The drying process is very energy intensive and comparable to a convection oven. The maximum conveyor speed is 80 m/min and the maximum temperature in the process zone is 160°C. Rotating rollers then compact the coating and can influence the porosity. The foil is wound in a "roll-to-roll" process. The rolled electrode foil (the mother coil) is then slit lengthwise into several smaller strips called daughter coils. Very high speeds of 80-150 m/min can be achieved. The final step, vacuum drying, takes more time. It can take 6-24 hours to transfer a dry electrode foil to the next production process, assembly. However, this step is essential because the residual solvent content and moisture in the film must evaporate in the vacuum oven. This is because any moisture can have a negative impact on the quality of the battery cell later on.  

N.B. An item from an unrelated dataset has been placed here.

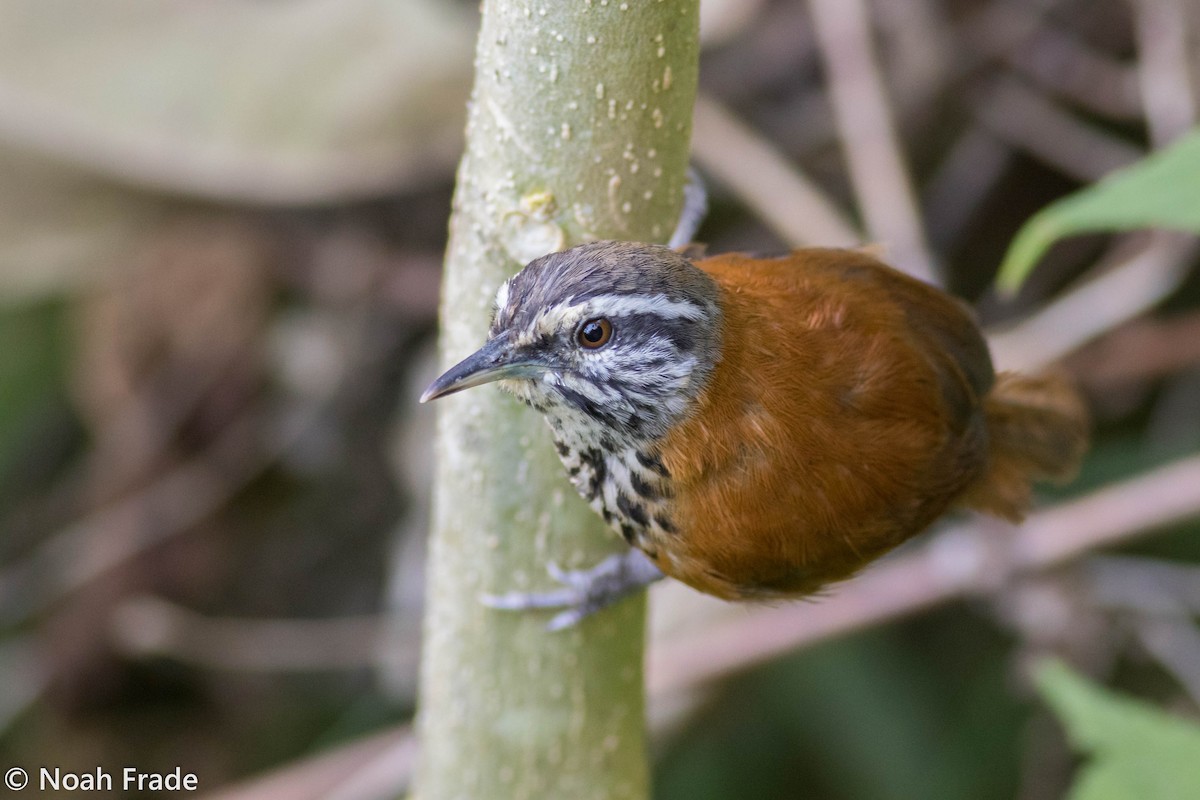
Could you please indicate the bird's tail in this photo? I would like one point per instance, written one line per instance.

This means that the electrode production lays the foundation for the later quality of the battery cell. Therefore, it is important to detect possible impurities or defects throughout the process to avoid problems in subsequent steps.

© Fraunhofer FFB
The battery goes through many individual stages before it is finished. It all starts with electrode production, followed by assembly until the battery cell is finally charged and discharged for the first time during cell finalization.

Cell Assembly  

While the electrode production is the same for all cell formats, the assembly process differs depending on the cell type. For this reason, each cell format requires its own assembly line. This process step, however, places high demands on cleanliness and dryness to ensure the smooth, high-quality and safe production of battery cells. For example, the so-called clean and dry rooms must maintain a dry room climate, resulting in very low humidity at a dew point of minus 60 degrees Celsius - the temperature at which moisture begins to condense. This is drier than the desert.  

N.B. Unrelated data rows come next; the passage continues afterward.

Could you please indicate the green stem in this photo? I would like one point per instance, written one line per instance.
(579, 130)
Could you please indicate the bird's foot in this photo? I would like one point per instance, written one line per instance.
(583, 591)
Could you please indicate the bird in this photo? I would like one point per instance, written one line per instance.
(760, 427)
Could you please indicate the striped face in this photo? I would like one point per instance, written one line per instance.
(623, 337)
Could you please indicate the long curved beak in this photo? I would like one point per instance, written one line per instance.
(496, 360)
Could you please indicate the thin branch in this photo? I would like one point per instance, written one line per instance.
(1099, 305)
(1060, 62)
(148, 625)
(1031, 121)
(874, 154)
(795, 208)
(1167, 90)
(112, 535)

In assembly, the first step is to unwind the dried daughter coils and feed them to the appropriate separation station. Separation means that the individual sheets are then punched out (mechanical separation) or lasered (thermal separation) in order to be stacked into a cell stack or wound into a round cell in the next process step. This means that the anode is followed by the separator, the cathode, and so on. The most common methods to date are single sheet stacking, i.e. the individual electrodes are stacked alternately, or Z-folding. Here, the separator is clamped in the middle and the separated electrode sheets are inserted alternately from the left and right into a separator pocket.  

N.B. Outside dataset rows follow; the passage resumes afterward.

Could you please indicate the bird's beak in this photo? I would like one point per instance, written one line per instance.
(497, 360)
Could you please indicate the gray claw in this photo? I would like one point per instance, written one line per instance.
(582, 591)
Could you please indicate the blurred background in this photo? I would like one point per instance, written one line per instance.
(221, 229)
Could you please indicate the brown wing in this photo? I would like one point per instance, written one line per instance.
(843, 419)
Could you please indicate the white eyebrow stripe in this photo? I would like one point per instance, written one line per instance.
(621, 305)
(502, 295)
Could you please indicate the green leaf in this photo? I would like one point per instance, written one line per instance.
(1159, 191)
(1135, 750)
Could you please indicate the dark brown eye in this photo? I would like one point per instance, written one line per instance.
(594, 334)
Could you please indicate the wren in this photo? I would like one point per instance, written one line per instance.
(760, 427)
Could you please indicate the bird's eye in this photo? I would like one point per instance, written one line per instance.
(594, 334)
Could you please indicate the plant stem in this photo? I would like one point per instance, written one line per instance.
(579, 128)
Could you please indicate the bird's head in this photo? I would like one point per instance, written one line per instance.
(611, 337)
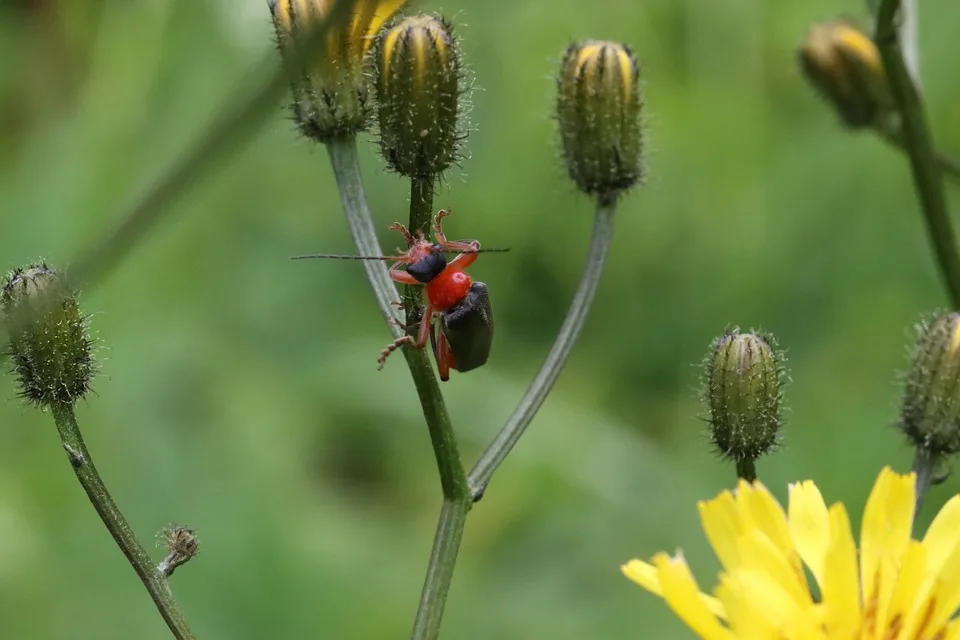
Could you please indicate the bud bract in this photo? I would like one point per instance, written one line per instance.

In order to function, each battery cell requires cathode and anode contact tabs. For this purpose, the current tabs of the electrode stack are welded to the contact tabs of the cells during the subsequent "contacting" process. The battery cells must then be packaged. Pouch cells are packaged in an aluminum composite film (pouch film) and sealed gas-tight in three places. One side is left open for electrolyte filling. This is done with a very precise metering lance. Once the cell is filled, it is welded at the last missing point. The cell is now ready to be electrically charged and discharged for the first time.

Cell finishing  

The final production step requires more endurance: first, the cells are stored at an elevated temperature (between 30 and 50 degrees Celsius), either in individual chambers or in temperature-controlled high-bay warehouses, so that the electrolyte can be better distributed throughout the cell. During the subsequent "forming" process, the battery cell is charged and discharged for the first time in a controlled manner. The goal is to form a homogeneous "solid electrolyte interphase" (SEI). This passivation layer forms when a voltage is first applied and is essential for the successful operation of the battery cell. It plays a key role in determining the electrochemical performance and lifetime of a Li-ion battery as it is subjected to high stress during each charge and discharge cycle. However, this process, forming, can take up to 24 hours. It has a significant impact on the quality of the cell. The battery cell then undergoes a series of end-of-line tests to check the quality and performance of the battery cell and to detect internal short circuits, for example. Only after these steps have been completed is the battery cell ready for use in a variety of applications.